Ben James Phillips (born 30 September 1974) is an English cricketer who played for Nottinghamshire County Cricket Club until his release in 2013. He is a right-handed batsman and right-arm fast-medium pace bowler.

==Career==
Phillips began his career at Kent, appearing for their Second XI regularly throughout the late 1990s. His made his first-class cricket debut for the club against Sussex early in the 1996 season, taking four wickets in the match. He failed to impress during the following match against Leicestershire, taking no wickets, and only made one more first-class appearance in the season. Despite scoring his maiden first-class century in 1997 against Lancashire and twice taking 5 wickets in an innings, he dropped out of the first-class game at the end of the 1998 season after 27 appearances for Kent.

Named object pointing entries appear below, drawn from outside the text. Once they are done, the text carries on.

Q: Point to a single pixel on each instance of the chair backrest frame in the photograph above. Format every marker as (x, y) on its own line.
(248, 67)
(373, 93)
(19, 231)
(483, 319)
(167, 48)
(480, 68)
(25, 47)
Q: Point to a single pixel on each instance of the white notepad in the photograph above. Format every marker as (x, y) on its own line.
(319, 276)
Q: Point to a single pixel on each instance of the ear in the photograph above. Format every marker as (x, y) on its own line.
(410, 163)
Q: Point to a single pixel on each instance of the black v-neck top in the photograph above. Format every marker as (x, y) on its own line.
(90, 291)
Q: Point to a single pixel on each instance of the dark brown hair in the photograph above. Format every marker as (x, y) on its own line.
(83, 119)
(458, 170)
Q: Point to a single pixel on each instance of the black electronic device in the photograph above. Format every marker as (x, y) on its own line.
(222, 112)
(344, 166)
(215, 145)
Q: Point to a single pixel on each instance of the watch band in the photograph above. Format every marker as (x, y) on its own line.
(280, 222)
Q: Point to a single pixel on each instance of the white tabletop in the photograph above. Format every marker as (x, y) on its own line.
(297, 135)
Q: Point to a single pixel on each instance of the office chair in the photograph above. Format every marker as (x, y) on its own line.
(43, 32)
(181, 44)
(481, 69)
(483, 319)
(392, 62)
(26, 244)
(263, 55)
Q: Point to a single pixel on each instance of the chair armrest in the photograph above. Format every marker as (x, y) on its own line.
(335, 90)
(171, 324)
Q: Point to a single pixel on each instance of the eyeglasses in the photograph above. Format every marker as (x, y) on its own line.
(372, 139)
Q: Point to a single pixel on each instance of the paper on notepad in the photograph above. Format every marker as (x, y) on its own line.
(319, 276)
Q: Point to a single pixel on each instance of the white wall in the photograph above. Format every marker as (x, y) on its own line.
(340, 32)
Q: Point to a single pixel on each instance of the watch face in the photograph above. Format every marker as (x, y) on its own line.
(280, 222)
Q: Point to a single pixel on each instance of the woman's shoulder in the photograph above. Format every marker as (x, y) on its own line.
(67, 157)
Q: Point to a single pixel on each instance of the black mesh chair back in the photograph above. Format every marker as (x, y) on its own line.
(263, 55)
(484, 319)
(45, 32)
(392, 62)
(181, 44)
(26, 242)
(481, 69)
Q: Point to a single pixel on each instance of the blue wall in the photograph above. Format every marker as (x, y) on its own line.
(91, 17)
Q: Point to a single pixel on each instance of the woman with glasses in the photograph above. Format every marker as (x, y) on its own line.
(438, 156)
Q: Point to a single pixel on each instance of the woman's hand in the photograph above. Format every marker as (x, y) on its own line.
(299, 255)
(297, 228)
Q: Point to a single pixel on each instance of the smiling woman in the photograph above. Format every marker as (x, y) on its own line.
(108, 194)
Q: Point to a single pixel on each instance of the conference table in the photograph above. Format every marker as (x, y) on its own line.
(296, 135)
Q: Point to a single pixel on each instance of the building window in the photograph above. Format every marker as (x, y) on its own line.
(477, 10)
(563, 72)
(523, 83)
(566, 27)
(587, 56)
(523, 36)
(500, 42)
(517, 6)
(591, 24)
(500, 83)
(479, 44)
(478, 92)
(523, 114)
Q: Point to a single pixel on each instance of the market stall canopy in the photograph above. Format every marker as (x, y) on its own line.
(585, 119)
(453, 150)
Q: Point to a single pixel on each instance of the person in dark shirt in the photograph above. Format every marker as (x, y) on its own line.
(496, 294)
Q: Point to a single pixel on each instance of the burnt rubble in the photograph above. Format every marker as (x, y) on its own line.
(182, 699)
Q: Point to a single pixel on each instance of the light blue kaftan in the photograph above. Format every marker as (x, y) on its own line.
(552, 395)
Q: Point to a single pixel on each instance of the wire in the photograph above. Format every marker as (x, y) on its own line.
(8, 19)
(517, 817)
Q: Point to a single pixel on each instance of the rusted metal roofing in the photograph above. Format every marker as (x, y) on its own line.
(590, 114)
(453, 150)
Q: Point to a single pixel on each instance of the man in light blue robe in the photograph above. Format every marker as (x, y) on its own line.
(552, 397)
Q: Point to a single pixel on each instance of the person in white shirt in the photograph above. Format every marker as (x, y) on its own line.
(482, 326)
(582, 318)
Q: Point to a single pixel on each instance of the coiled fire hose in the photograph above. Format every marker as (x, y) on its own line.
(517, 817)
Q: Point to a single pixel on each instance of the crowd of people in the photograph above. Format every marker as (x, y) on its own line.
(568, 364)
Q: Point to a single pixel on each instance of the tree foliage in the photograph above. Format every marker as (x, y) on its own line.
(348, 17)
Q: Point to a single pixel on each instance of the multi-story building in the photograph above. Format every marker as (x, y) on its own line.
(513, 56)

Between 1999 and 2001 he turned out regularly for Kent Second XI and played a spell of three one-day matches for the first team.

He joined Northamptonshire in 2002 but it was not until 2004 that he became a regular member of the first team; he was awarded his county cap in 2005. In 53 first-class matches for Northamptonshire he averaged about 23 with the bat and about 31 with the ball. His highest first-class score for Northamptonshire was 90 against Warwickshire in 2004 and his best bowling was 6/29 against Cambridge University in 2006.

At the end of the 2006 season, he asked to be released from his contract at Northamptonshire, as his family had not settled in the area. He joined Somerset the following season. Injury hampered his chances to make a serious impression at Somerset, and by late 2009 he was primarily considered a squad player, with Director of Cricket Brian Rose stating "[Somerset] need people of Ben's calibre to come into the side when it is weakened for any reason."

He joined Nottinghamshire in 2011 and although injury disrupted his first season, he was a mainstay of their County Championship attack in 2012 taking 30 wickets at 27.10.